March 6, 2019
Tracking GTM.js in GitHub - This is what happens
See the pros and cons of trying to monitor your live GTM snippet using GitHub.
Maybe you already wondered, wouldn’t it be nice to track changes of just any GTM container out there over time? For example, to spy on your competitors and their tracking endeavors?
If you already took closer looks at the JavaScript file that is being loaded when you implement Google Tag Manager you can anticipate that while it’s basically possible, it comes with certain disadvantages as to readability.
Nonetheless, this article will provide you
The Basics
The Code
GitHub repo incl. a Node script which crawls and processes GTM .js files ready to run as Google Cloud FunctionThe Example
Screenshots to understand pros and cons
Here we go.
The Basics
A Google Tag Manager implementation works by having the client load the designated library file incl. the respective container’s specifics. For example, the German grocery store real.de currently loads gtm.js?id=GTM-THPRGJ8
This file is basically split into two parts. It starts with a data object which contains all the container’s tags, variables, and triggers. What follows then is the minified GTM library.
At this point we can already conclude: It will not be interesting to look at the library code for our change tracking, only the data object with the container details should be monitored.
The data object looks like this:
var data = {
"resource": {
"version":"XXX",
"**macros**":[{
...
}],
"**tags**":[{
...
}],
"**predicates**":[{
...
}],
"**rules**":[{
...
}],
},
"runtime":[
[],[]
]
}
That is, in the data object we have the currently published version number and four relevant arrays. The macros array contains all variables, the tags array contains — yes, and predicates plus rules reflect the trigger logic.
What is important to note here, since it bloats our GitHub tracking, is that GTM just uses the sequential array index to reference across the different elements. For instance, in a predicate the input variable is maybe referenced as [“macro”,76] where 76 is the respective index of the macros array.
It follows that whenever a macro is newly added or removed, these references will shake up between two commits in our target tracking repo depending on the macro’s position in the array → We will see in the screenshot section of this article what I mean.
The Code
The code can be found in the repo’s master branch. There’s also a tracking branch which contains the examples I set up.
To get running with your own container monitoring you should
if to be run locally
Clone the repo and push it to your own GitHub account
npm install
Modify config.json > Add your targets and GitHub details
Set GITHUB_AUTH env variable to your GitHub personal access token
node index.js
if to be run in the cloud
Clone the repo and make it available in your GitHub account
Link your GitHub repo to Google Cloud Source
Modify config.json > Add your targets and GitHub details
Create a Google Cloud Function based on the Google Cloud Source repo and Pub/Sub as trigger, add your GitHub personal access token as env variable GITHUB_AUTH
Setup Google Cloud Scheduler to run the function as often as you want via Pub/Sub
The Example
Having had finalized the code I immediately added some demo websites to the config.json file and started to crawl. Luckily, after one day I could already see some changes in the container of German grocery chain real.de.

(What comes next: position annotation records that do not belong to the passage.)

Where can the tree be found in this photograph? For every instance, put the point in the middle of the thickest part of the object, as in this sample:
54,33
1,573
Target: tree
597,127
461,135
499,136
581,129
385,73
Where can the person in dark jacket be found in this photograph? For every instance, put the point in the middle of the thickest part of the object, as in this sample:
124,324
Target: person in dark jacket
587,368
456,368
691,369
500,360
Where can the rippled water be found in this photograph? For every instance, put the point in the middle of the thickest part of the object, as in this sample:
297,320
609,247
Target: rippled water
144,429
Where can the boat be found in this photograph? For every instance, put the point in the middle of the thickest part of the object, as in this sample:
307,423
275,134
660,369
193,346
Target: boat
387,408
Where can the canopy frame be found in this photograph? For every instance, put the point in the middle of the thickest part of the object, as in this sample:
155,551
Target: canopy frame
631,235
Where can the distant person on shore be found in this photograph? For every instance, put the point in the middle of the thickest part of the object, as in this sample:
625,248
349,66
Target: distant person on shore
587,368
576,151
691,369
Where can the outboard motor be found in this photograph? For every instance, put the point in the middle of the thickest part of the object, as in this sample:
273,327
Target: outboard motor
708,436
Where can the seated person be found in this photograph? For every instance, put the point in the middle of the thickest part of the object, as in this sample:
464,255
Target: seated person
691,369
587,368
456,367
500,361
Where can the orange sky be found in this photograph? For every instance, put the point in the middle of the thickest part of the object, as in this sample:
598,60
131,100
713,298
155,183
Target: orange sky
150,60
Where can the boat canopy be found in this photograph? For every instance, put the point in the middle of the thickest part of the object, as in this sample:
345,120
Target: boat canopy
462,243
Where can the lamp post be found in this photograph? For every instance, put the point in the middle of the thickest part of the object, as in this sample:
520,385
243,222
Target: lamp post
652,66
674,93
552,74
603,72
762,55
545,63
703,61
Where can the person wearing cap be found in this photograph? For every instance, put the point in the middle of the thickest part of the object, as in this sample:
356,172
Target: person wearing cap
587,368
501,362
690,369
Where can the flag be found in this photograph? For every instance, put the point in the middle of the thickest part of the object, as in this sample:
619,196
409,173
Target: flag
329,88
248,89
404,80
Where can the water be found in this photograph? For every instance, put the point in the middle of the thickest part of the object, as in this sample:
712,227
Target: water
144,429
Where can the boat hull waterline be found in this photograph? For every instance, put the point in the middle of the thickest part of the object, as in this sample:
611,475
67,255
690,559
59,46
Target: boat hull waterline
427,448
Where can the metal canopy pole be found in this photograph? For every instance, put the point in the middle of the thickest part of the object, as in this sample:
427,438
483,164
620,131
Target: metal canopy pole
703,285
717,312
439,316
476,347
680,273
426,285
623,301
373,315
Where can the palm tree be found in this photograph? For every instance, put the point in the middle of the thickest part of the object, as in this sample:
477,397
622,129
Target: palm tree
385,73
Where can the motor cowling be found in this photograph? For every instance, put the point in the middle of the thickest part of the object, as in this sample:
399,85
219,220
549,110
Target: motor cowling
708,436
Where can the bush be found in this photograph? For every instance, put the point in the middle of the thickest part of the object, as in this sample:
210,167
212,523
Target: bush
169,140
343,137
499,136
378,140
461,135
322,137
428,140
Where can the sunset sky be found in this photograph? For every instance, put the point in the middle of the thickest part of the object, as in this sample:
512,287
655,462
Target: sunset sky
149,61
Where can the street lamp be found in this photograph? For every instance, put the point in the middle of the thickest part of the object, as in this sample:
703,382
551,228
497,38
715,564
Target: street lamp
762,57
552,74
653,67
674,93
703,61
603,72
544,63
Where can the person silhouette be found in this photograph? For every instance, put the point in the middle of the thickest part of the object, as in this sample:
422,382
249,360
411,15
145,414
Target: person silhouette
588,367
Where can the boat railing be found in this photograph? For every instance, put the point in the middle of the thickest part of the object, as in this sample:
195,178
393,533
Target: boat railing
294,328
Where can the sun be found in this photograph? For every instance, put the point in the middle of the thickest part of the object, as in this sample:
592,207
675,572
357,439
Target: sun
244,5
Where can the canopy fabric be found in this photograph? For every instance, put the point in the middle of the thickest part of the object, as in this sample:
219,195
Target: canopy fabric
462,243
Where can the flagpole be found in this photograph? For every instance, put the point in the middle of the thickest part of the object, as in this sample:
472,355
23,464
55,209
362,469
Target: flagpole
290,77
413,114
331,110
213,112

I will use the screenshots from this example to explore exactly what you will see when you monitor GTM.js changes.
The obvious: Different version numbers
As you can see below, my function didn’t run often enough so I missed version 379. The latest commit shows the difference between version 380 and version 378 of the container
The actually interesting: Here, a new 1st party cookie variable
I take this example as it shows the difficulty in reading the data object. As you can see, the format of how Google stores the container details varies from, for example, what you get when you export a container from your account.
With the help of the Tag Manager documentation and reasonable thinking I can understand that this is a new 1st party cookie variable with the cookie name _gaexp. Further, looking up _gaexp in Google I get to know that this is most likely an indicator for real.de doing some Optimize 360 stuff.
The bloat
I already mentioned it above. Because real.de added a new macro (the _gaexp cookie variable) and this new macro ended up in the middle of the macro array, all subsequent array elements have now different keys. That’s why our commit is full of reference changes which, however, doesn’t have any particular meaning for us.
The funny: Watch people correct their typos
It happens to all of us :)
If you’re a practitioner I hope this article could give you some fun. If you find it actually useful you can for example add GitHub actions or extend the code to get (Slack) notifications whenever container modifications are found.